The Duchess's Décolletage: photo-ethics and the paparazzi

September 26, 2012  •  Leave a Comment

Everything we do that involves interaction with other people has an ethical dimension. That's not a clever or a philosophical statement: it seems to me to be self-evident, and to apply just as much to taking photographs of other people for possible publication as it does to DUI, the activities of the financial services sector or of politicians, or simply just to the conversational mores of the local curtain-twitching gossip.

One could argue the toss forever about just how much privacy a famous person deserves, whether the extent to which they court the press in order to sell music, movies or whatever has any bearing on the matter, whether the degree of effort they have made to avoid being seen or photographed is relevant. But it seems to me that the Duchess of Cambridge is a thoroughly good person of admirable charitable endeavour who, other than the monarchy itself, has little to sell. And that when she took to the sun sans bikini top, she was with intimate friends and family a very long way from any public right of way. So in the pantheon of those who might be considered fair game, she ranks low.

Unless, of course, you are a 'pap' - an abbreviation also used to describe genital warts. In which case, for at least some of them, interaction with the rest of the human race is a morality free zone.
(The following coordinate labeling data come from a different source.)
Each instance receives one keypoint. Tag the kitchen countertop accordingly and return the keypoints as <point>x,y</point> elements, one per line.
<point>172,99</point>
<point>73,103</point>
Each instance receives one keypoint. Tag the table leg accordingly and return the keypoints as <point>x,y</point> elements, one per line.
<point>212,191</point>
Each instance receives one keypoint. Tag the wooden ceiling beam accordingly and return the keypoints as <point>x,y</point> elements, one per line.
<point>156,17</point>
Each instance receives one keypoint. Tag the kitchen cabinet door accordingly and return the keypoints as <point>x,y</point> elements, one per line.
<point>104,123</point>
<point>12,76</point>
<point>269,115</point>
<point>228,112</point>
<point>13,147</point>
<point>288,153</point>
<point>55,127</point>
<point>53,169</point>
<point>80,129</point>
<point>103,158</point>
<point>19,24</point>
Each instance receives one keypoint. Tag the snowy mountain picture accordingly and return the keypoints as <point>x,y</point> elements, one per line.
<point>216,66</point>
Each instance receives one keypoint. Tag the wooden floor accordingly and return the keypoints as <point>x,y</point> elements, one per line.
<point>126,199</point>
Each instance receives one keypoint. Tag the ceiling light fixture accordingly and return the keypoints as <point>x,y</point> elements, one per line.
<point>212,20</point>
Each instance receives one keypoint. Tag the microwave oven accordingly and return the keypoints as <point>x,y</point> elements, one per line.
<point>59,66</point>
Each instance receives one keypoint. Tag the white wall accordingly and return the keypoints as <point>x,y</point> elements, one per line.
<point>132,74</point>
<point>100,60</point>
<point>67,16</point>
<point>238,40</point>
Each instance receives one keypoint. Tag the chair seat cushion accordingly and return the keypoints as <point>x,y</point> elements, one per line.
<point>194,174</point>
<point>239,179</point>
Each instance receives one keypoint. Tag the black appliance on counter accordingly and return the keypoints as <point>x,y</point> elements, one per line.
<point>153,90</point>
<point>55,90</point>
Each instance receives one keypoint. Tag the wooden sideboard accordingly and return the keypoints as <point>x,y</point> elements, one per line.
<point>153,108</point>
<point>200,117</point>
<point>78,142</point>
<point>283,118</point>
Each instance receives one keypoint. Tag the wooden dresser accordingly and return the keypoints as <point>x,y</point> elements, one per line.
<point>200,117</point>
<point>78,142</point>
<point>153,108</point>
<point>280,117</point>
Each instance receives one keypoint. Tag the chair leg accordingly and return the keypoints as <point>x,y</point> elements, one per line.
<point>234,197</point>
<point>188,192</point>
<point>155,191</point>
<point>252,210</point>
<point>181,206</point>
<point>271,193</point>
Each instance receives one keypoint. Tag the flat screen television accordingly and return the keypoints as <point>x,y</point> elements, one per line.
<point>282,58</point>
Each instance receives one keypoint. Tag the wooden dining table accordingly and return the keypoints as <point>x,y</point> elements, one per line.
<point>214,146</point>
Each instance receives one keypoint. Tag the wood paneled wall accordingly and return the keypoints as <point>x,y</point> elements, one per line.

During the recent uproar over the publication of the above-mentioned photographs I heard a particularly unedifying interview with a British paparazzo who, when asked whether he thought there was anything unethical about the behaviour of the photographer involved, replied with words to the effect that there wasn't because 'every pap would have done it,' which seems to me to be the excuse of everyone who shelves moral responsibility as soon as the $$ signs come on in their eyes. Whether or not these people would feel the same were a third party to behave with similar disregard toward themselves and their families is a question I can answer easily: if someone mowed their spouse down on the sidewalk, abducted their child or stole their money, they wouldn't like it at all. They might glory in such nicknames as 'The Sewer Rat' in their professional lives but you can bet that if they found rats in their own kitchens, they'd be calling the exterminator.

As a photographer myself I'm less interested in the moral positions of the editors and media owners (my expectations of people like the Berlusconi family are not sky high: if the paparazzi are the rats, these people own and run the sewers) than I am in those of the paparazzi themselves. Because it seems to me that these questions apply not just to these camera-wielding spree-killers but also to the rest of us. 

Let me give an example: a familiar sight on the photography forums is the keen novice who has suddenly become greatly excited about 'Street Photography' and who utterly misunderstands what that genre involves, with the upshot that they go out and prey on the homeless as photographic subjects.

Now, it is in my opinion absolutely possible to treat the homeless as legitimate photographic targets IF your intention is in some way to highlight their plight and help improve on their situation. It is absolutely NOT legitimate if you are choosing them because they are in a sad way picturesque, and are also too weak or drunk or old or ill to object to your intrusion. They are not there as objects of curiosity for a cheap shot: they are generally there because something has gone wrong with their lives so, if you can't (or don't want to) help, then please, walk on by.

There are a lot of less clear-cut instances of when it is and when it is not ok to photograph people in public places and many of these are not only morally but also legally ambiguous and these ambiguities vary from country to country and culture to culture. There are those who think you might be stealing their souls, perhaps, and there are those who simply value their privacy. There was a famous legal case in the USA involving photographer Philip-Lorca diCorcia who had photographed an Orthodox Jew in a public street and then offered the resulting image for sale as a limited edition print. The subject complained that his privacy and his religious rights had been violated by both the taking and the publication of the image, and took his case to law. diCorcia won the case on the basis of the First Ammendment. So he was judged legally entitled to act as he did, regardless of what one might think of the morality of it. In my opinion, he is a photographer of the highest possible quality whose work treats its subjects with great respect and empathy and so I am inclined not only to trust his judgement but also to feel pretty certain that he will have considered the ethical dimension of what he was doing in some considerable depth. And in the final analysis, to me, that is what matters: not whether or not I agree with the moral judgement of another photographer but that I know s/he at least considered it seriously.

Which is not what most 'paps' do, as far as I can see.